Laughter is important, not only because it makes us happy, it also has actual health benefits. And that’s because laughter completely engages the body and releases the mind. It connects us to others, and that in itself has a healing effect.
Never face facts; if you do you’ll never get up in the morning.
One of the things about equality is not just that you be treated equally to a man, but that you treat yourself equally to the way you treat a man.

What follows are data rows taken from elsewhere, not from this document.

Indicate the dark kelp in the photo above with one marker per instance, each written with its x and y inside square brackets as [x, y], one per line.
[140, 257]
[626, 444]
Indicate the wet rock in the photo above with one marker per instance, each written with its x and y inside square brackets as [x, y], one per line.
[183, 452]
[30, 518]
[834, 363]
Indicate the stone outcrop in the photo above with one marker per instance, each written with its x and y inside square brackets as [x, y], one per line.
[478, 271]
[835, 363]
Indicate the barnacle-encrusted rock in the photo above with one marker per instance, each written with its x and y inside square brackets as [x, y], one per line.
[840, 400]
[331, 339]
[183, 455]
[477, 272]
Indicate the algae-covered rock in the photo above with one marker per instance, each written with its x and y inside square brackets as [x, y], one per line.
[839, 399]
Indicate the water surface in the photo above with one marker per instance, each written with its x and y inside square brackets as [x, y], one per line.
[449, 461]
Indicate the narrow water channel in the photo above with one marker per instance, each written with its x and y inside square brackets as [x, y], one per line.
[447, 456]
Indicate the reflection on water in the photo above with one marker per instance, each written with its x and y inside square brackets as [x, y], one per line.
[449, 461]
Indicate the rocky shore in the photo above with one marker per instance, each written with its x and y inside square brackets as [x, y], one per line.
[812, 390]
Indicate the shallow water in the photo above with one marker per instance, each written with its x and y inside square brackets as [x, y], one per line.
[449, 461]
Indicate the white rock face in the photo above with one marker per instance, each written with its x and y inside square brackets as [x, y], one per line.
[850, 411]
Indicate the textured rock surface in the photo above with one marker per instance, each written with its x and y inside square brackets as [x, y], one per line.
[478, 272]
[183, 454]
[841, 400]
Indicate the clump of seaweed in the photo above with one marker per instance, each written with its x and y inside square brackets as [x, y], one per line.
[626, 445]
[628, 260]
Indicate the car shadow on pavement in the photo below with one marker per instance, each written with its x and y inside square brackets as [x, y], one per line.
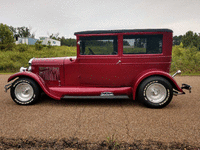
[118, 102]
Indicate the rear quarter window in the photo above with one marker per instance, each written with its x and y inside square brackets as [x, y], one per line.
[142, 44]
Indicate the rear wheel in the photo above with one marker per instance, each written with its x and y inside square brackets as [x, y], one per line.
[155, 92]
[24, 91]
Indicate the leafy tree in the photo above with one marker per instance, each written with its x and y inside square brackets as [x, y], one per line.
[177, 40]
[68, 42]
[23, 32]
[6, 38]
[191, 39]
[38, 45]
[54, 36]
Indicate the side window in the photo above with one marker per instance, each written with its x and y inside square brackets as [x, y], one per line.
[98, 45]
[142, 44]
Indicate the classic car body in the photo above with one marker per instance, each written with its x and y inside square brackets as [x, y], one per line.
[108, 63]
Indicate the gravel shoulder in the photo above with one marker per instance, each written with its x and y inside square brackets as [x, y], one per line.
[96, 120]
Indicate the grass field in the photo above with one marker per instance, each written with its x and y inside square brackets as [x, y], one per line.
[185, 59]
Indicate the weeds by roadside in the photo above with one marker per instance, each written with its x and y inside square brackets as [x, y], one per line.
[75, 143]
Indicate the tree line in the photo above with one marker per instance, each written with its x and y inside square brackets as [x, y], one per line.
[9, 33]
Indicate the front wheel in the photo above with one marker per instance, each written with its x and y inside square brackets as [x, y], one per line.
[24, 91]
[155, 92]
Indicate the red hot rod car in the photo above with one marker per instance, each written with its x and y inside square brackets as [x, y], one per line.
[109, 63]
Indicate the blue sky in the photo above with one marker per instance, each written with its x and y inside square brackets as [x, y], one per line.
[45, 17]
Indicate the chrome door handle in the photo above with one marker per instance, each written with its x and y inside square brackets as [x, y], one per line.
[118, 62]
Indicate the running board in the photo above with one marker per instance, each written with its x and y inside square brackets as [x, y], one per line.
[96, 97]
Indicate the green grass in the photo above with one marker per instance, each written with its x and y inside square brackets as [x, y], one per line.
[185, 59]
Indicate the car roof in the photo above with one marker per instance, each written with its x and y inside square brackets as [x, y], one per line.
[122, 31]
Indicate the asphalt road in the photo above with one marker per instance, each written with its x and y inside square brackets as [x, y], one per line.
[96, 119]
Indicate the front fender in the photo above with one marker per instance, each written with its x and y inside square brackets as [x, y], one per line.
[149, 73]
[37, 79]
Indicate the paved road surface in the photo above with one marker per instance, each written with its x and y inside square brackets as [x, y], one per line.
[95, 119]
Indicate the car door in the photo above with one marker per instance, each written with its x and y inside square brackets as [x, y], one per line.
[99, 61]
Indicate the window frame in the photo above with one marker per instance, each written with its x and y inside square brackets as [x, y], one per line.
[111, 37]
[136, 36]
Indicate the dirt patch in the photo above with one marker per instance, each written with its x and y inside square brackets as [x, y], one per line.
[74, 143]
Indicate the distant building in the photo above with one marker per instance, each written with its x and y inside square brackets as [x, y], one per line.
[28, 41]
[52, 41]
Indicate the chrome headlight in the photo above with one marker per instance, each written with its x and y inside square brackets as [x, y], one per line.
[30, 63]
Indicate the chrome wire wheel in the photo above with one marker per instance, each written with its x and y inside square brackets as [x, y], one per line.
[156, 93]
[24, 92]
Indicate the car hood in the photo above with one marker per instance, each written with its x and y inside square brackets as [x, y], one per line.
[52, 61]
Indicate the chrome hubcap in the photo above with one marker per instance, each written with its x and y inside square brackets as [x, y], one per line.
[156, 93]
[24, 92]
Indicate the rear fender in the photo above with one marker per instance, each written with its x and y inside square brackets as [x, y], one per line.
[37, 79]
[147, 74]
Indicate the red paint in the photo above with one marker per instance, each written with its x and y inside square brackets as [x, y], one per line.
[94, 74]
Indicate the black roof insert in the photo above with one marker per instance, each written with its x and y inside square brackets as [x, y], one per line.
[122, 31]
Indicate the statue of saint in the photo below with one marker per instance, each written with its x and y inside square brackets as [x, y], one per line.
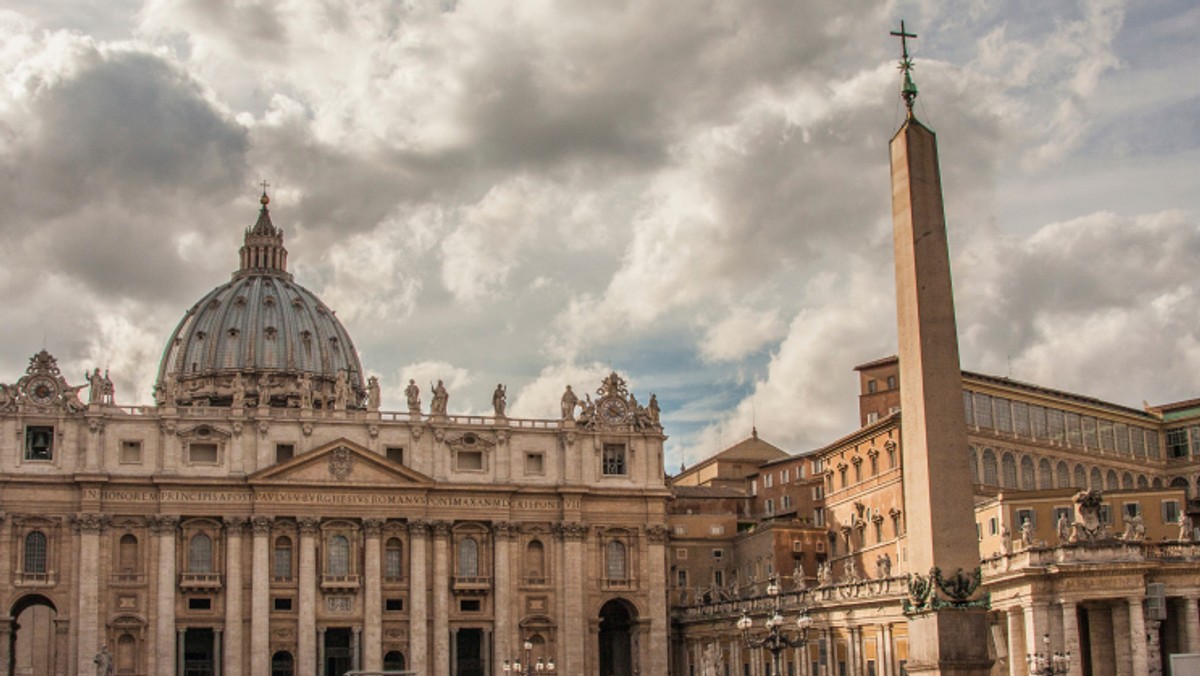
[499, 400]
[569, 402]
[373, 394]
[441, 399]
[103, 662]
[413, 394]
[96, 389]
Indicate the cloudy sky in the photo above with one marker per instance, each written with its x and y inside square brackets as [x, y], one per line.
[532, 192]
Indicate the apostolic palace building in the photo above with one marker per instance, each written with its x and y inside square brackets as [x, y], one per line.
[265, 518]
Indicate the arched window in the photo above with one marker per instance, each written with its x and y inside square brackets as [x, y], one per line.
[394, 560]
[1045, 479]
[990, 476]
[35, 552]
[1027, 482]
[199, 554]
[394, 662]
[1008, 471]
[282, 664]
[127, 554]
[468, 557]
[1063, 474]
[535, 561]
[282, 558]
[615, 557]
[339, 562]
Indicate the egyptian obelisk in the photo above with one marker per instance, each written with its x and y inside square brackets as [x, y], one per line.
[947, 628]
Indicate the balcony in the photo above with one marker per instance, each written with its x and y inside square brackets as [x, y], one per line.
[35, 579]
[466, 585]
[336, 582]
[199, 581]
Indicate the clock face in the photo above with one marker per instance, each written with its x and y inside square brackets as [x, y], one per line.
[612, 410]
[42, 389]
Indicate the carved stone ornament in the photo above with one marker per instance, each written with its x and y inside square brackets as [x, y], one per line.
[341, 464]
[935, 592]
[90, 524]
[657, 533]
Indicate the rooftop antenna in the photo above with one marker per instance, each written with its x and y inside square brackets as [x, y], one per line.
[909, 90]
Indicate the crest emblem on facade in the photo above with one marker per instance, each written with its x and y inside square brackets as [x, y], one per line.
[341, 464]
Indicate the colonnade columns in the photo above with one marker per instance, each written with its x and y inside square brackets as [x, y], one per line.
[1138, 638]
[657, 600]
[89, 527]
[306, 630]
[574, 566]
[234, 648]
[441, 598]
[502, 536]
[261, 597]
[1192, 622]
[372, 609]
[165, 609]
[418, 605]
[1071, 638]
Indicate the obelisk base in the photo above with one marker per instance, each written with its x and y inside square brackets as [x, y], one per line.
[949, 642]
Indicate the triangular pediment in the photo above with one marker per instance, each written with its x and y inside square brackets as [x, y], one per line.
[340, 462]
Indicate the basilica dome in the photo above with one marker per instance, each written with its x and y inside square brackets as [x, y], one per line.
[261, 339]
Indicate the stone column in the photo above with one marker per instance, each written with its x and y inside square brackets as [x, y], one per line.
[503, 585]
[418, 592]
[1192, 623]
[574, 623]
[89, 526]
[165, 606]
[261, 598]
[441, 598]
[1138, 638]
[306, 629]
[1071, 636]
[657, 602]
[372, 609]
[234, 650]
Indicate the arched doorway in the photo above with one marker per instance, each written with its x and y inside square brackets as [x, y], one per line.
[31, 648]
[617, 618]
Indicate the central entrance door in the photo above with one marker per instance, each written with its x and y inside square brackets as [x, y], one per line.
[469, 652]
[198, 653]
[337, 651]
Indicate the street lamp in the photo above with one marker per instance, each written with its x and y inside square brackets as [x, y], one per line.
[775, 640]
[528, 668]
[1047, 663]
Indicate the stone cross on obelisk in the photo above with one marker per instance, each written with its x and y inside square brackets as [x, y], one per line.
[947, 623]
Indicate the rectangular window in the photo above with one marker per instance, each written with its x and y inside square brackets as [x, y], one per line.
[1003, 414]
[613, 460]
[1074, 432]
[1170, 512]
[40, 442]
[131, 453]
[202, 453]
[535, 464]
[983, 411]
[469, 460]
[1176, 442]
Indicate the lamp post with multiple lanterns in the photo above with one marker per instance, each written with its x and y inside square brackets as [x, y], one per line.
[1048, 663]
[528, 668]
[775, 640]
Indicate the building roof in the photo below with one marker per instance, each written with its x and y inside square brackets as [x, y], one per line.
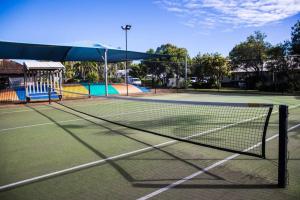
[84, 52]
[33, 64]
[9, 67]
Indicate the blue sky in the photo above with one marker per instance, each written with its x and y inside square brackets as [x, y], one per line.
[198, 25]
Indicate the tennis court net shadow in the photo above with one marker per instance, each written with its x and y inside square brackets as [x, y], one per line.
[116, 166]
[137, 183]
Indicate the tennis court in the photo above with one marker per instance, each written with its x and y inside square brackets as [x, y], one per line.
[53, 152]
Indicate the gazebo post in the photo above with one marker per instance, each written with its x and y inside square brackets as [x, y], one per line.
[105, 72]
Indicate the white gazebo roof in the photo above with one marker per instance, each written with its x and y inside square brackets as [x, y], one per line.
[43, 65]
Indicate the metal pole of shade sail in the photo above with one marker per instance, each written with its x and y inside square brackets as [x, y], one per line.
[283, 140]
[185, 77]
[126, 28]
[105, 72]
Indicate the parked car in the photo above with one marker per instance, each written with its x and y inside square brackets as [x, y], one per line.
[194, 79]
[134, 81]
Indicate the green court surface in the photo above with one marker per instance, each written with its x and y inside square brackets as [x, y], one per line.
[62, 154]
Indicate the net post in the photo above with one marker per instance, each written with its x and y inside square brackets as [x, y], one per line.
[282, 152]
[49, 94]
[89, 86]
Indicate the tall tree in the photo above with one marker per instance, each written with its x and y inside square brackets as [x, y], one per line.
[138, 70]
[168, 67]
[213, 65]
[250, 54]
[295, 39]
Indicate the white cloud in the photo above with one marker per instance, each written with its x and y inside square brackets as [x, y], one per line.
[235, 12]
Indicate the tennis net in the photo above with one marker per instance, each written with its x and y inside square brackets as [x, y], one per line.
[231, 127]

Women should know that they don’t have to hang on to an old dream that has stopped nurturing them – that there is always time to start a new dream.
People really want to do something good. You just have to show them where it is.
The rejection that we all take and the sadness and the aggravation and the loss of jobs and all of the things that we live through in our lives, without a sense of humor, I don’t know how people make it.
It’s because it was at a time when women didn’t have any power. It was so unusual for a young woman in her 20s to have power that I seized the power but tried not to flaunt it.
View our larger collection of the best Marlo Thomas quotes.
Related Lists of Celebrities’ Net Worth
- Businessmen Net Worth
- Actors Net Worth
- Authors Net Worth
- Athletes Net Worth
- Singers Net Worth
- Rappers Net Worth
- Politicians Net Worth
How To Become Rich Like Marlo Thomas?
Marlo Thomas did not become rich by luck. To become as rich as Marlo Thomas, you have to work smart.
Successful people become rich because they take advantage of the opportunities that come their way. They are in the right place at the right time and take the right action.
Thanks to the Internet, the world has changed massively in recent years. Nowadays it has become much easier to make money online.
Instead of looking for a 9-5 job and staying in your comfort zone, it’s better if you become your own boss as soon as possible.
You can learn how to build a digital asset that generates cash flow for you while you sleep to grow your wealth quickly.
If you seize this golden opportunity in time, you can become as successful as Marlo Thomas one day.